With inflation cooling and the job market weakening, an interest rate cut is appearing more likely

The Consumer Price Index (CPI) continues to point toward an interest rate cut in September.

In the monthly inflation report released Wednesday, the inflation metric met expectations and fell to 2.9% for the 12 months ending in July. The drop brings the CPI closer to the Federal Reserve‘s target inflation rate of 2%.

Housing costs, which rose 0.4%, accounted for 90% of the monthly inflation gain in July. This indicates that steadily increasing consumer pains at the grocery store and with other necessities has largely halted.
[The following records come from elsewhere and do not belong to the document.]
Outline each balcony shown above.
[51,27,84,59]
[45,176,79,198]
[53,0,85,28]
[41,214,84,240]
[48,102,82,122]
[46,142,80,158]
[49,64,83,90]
When excluding housing costs from the CPI, annual inflation has averaged only 1.7% since May 2023.

It makes sense for the Federal Open Market Committee to cut interest rates in September, given that inflation is mainly tied to housing costs and housing costs are being driven by high mortgage rates. In addition, the labor market is weakening, as evidenced by a lackluster jobs report in which 114,000 new jobs were added in July, 35% fewer than expected. 

Bright MLS chief economist Lisa Sturtevant raised the question of whether the Fed has waited  too long to cut rates given how much housing costs are driving the metric. Fed Chair Jerome Powell acknowledged this as a risk in testimony to Congress last month.

“Until this month, the Fed seems to have been laser focused on inflation and progress toward the 2% target,” Sturtevant said in a statement. “But shelter has been an outsized contributor to the Consumer Price Index. As the Fed has kept rates high, those higher rates have exacerbated housing costs by dampening new housing construction and increasing borrowing costs.”

When including seasonal adjustments, inflation rose 0.2% year over year in July. The CPI rose 0.2% month over month after falling by 0.1% in June.

A drop in benchmark interest rates would end a brutal period of rate hikes between March 2022 and July 2023 while providing desperately needed relief for the housing industry. Although inventory is recovering, many buyers are either priced out or are waiting for rates to drop.

“In the medium-run, we expect the economy to land softly and housing inventory to continue to recover,” Realtor.com senior economist Ralph McLaughlin said in a statement. “This should put downward pressure on mortgage rates this fall and winter and will set the stage for a much better season for homebuyers in 2025. … In our mid-year housing forecast update released today, we have downwardly revised our mortgage rate expectations at year’s end to 6.3%.”